= Christina Margareta Cederberg =

Swedish actress and theatre manager

Christina Margareta Cederberg (1786–1858), was a Swedish actress and theatre manager.

She was the daughter of Carl Magnus Cederberg and Rebecca Momma and the sister of the actor Catharina Cederberg. She married the actor and theatre director Isaac de Broen in 1804, and became the mother of the actor Charlotta Deland and mother-in-law of Pierre Deland.

After the death of her husband in 1814, she took over the Djurgårdsteatern, at the time the only theatre allowed in the capital aside for the Royal Dramatic Theatre. She was the second woman to lead the theatre, after her mother-in-law. In 1815, she left the theatre to Karl Wildner, the husband of her sister-in-law.
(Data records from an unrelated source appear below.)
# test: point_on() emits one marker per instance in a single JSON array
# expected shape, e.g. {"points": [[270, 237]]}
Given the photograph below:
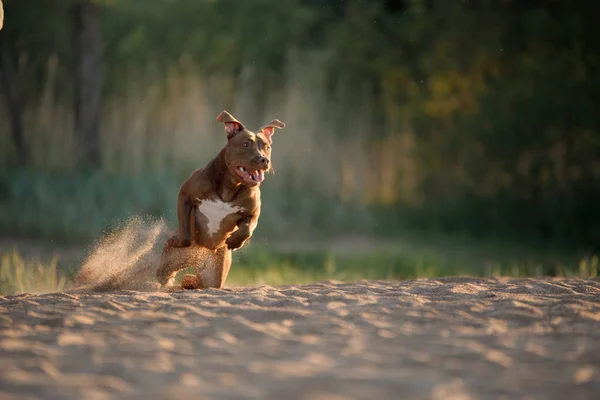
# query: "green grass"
{"points": [[260, 266], [18, 275]]}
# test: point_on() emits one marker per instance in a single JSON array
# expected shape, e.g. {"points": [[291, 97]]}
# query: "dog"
{"points": [[218, 207]]}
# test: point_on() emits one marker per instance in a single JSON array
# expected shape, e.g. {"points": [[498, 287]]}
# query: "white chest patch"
{"points": [[215, 211]]}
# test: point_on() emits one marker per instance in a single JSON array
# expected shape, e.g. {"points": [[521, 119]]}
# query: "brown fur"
{"points": [[206, 196]]}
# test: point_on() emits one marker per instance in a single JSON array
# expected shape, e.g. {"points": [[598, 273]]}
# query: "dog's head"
{"points": [[248, 154]]}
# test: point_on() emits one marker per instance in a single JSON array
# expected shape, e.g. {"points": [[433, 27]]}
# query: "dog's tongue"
{"points": [[258, 176]]}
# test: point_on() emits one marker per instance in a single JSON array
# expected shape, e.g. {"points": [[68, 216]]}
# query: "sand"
{"points": [[454, 338]]}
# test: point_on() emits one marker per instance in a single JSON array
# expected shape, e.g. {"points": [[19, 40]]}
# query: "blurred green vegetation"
{"points": [[259, 265], [477, 118]]}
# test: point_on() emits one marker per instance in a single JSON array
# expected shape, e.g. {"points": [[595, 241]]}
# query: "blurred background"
{"points": [[423, 138]]}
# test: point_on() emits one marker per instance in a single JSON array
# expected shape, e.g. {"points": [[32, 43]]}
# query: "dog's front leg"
{"points": [[184, 209], [242, 234]]}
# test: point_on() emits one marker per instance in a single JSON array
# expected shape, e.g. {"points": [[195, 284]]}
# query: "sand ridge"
{"points": [[453, 338]]}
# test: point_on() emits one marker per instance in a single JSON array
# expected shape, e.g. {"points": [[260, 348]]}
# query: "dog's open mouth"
{"points": [[250, 177]]}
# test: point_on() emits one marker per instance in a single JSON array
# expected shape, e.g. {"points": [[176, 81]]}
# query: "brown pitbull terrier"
{"points": [[218, 207]]}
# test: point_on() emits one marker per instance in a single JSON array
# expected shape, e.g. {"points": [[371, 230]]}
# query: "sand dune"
{"points": [[454, 338]]}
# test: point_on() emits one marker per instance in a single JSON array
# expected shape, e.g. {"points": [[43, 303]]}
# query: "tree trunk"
{"points": [[8, 81], [88, 79]]}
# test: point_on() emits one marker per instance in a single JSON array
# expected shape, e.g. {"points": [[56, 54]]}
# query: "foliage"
{"points": [[479, 116]]}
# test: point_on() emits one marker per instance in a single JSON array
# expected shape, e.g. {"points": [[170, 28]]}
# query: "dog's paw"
{"points": [[190, 282], [175, 242]]}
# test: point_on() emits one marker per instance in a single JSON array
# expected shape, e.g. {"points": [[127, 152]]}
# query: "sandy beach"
{"points": [[453, 338]]}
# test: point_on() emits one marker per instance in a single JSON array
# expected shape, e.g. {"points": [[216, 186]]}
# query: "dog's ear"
{"points": [[232, 125], [269, 129]]}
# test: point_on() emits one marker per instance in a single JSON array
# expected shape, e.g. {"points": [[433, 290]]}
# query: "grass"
{"points": [[18, 275], [259, 265]]}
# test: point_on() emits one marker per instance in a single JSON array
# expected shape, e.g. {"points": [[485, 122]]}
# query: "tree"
{"points": [[88, 78]]}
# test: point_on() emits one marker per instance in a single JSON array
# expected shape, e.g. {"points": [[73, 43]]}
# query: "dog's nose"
{"points": [[264, 161]]}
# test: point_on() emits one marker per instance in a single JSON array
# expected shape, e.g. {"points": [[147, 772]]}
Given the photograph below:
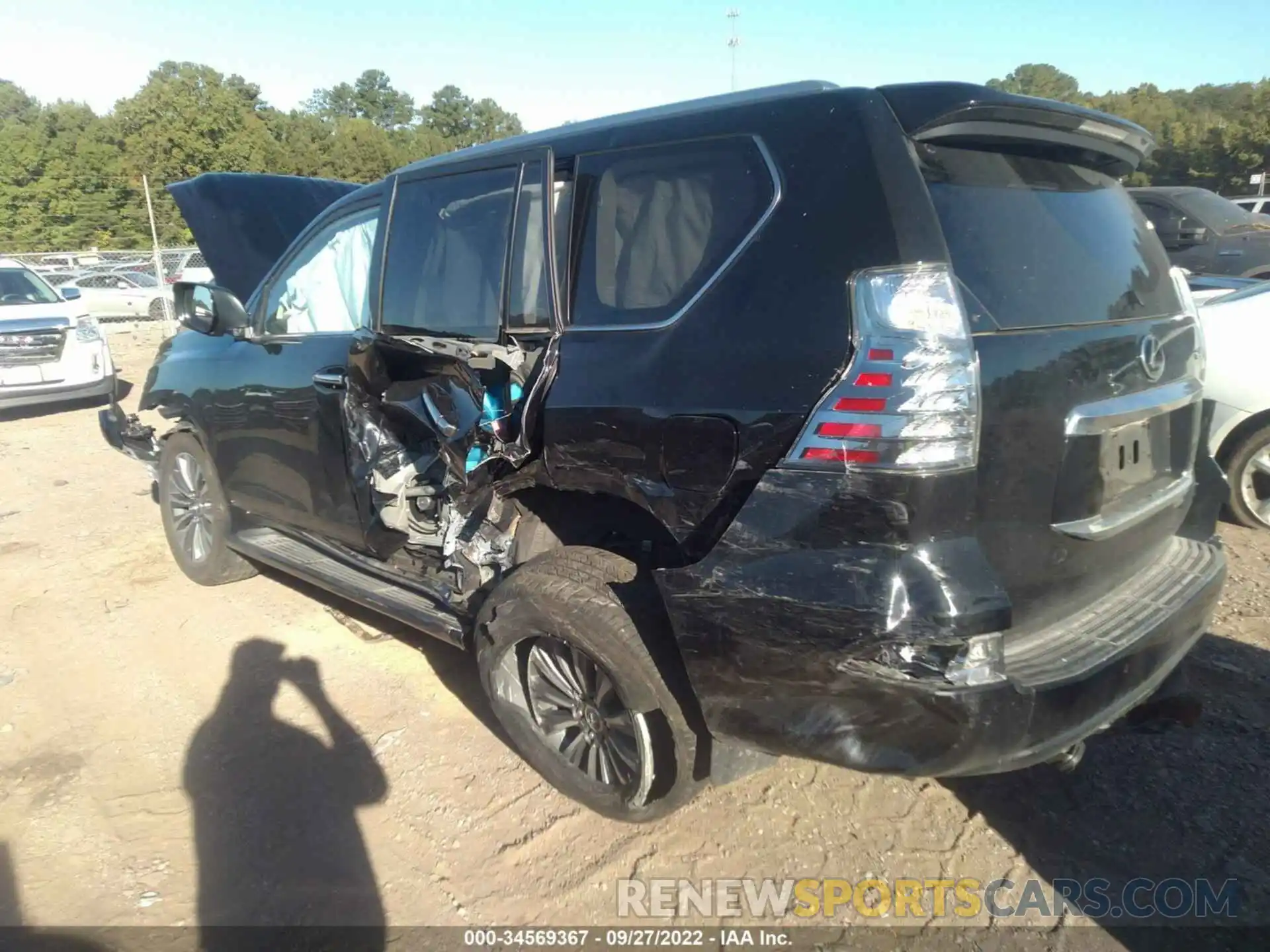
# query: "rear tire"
{"points": [[196, 517], [1249, 473], [581, 696]]}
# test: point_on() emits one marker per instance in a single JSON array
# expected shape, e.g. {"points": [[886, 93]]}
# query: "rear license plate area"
{"points": [[1134, 455]]}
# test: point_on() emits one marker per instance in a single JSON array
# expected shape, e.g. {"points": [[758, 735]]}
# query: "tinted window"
{"points": [[1037, 243], [529, 306], [325, 287], [447, 247], [657, 222]]}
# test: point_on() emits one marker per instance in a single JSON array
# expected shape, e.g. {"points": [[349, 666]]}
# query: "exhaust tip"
{"points": [[1071, 758]]}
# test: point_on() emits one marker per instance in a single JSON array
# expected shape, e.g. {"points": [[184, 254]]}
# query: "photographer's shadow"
{"points": [[275, 809]]}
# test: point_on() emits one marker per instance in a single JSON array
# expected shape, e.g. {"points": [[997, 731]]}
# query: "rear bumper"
{"points": [[795, 651], [34, 395], [1064, 684]]}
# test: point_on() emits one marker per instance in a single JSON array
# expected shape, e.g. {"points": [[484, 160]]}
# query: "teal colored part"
{"points": [[491, 409]]}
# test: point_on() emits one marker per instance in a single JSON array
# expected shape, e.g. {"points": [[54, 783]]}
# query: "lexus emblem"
{"points": [[1152, 358]]}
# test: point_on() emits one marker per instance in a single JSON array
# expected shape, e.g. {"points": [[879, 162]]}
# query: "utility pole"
{"points": [[733, 42], [154, 239]]}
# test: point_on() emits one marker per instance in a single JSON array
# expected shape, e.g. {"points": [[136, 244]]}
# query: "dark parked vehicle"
{"points": [[1205, 233], [853, 424]]}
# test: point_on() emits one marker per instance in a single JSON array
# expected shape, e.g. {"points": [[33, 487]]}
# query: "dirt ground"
{"points": [[111, 660]]}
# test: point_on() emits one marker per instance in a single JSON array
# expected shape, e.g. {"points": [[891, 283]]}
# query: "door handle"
{"points": [[333, 380]]}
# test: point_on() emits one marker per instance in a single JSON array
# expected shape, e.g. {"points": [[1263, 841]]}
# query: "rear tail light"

In 1818, she married the actor Christoffer Svanberg, manager of a theatre company touring Sweden and often visited Gothenburg. Christina Cederberg was an actress of some repute and renown in the Swedish province theatre in the early 19th-century, particularly during her second marriage in the 1820s, when she toured the country as Mrs Svanberg: she was a well-known and popular actor, used as a role model to compare other actors to by the critics, and was described as the predecessor of the later famed Charlotta Djurström.

Her husband's theatre company was taken over by her son-in-law in 1833. They retired from stage in 1840.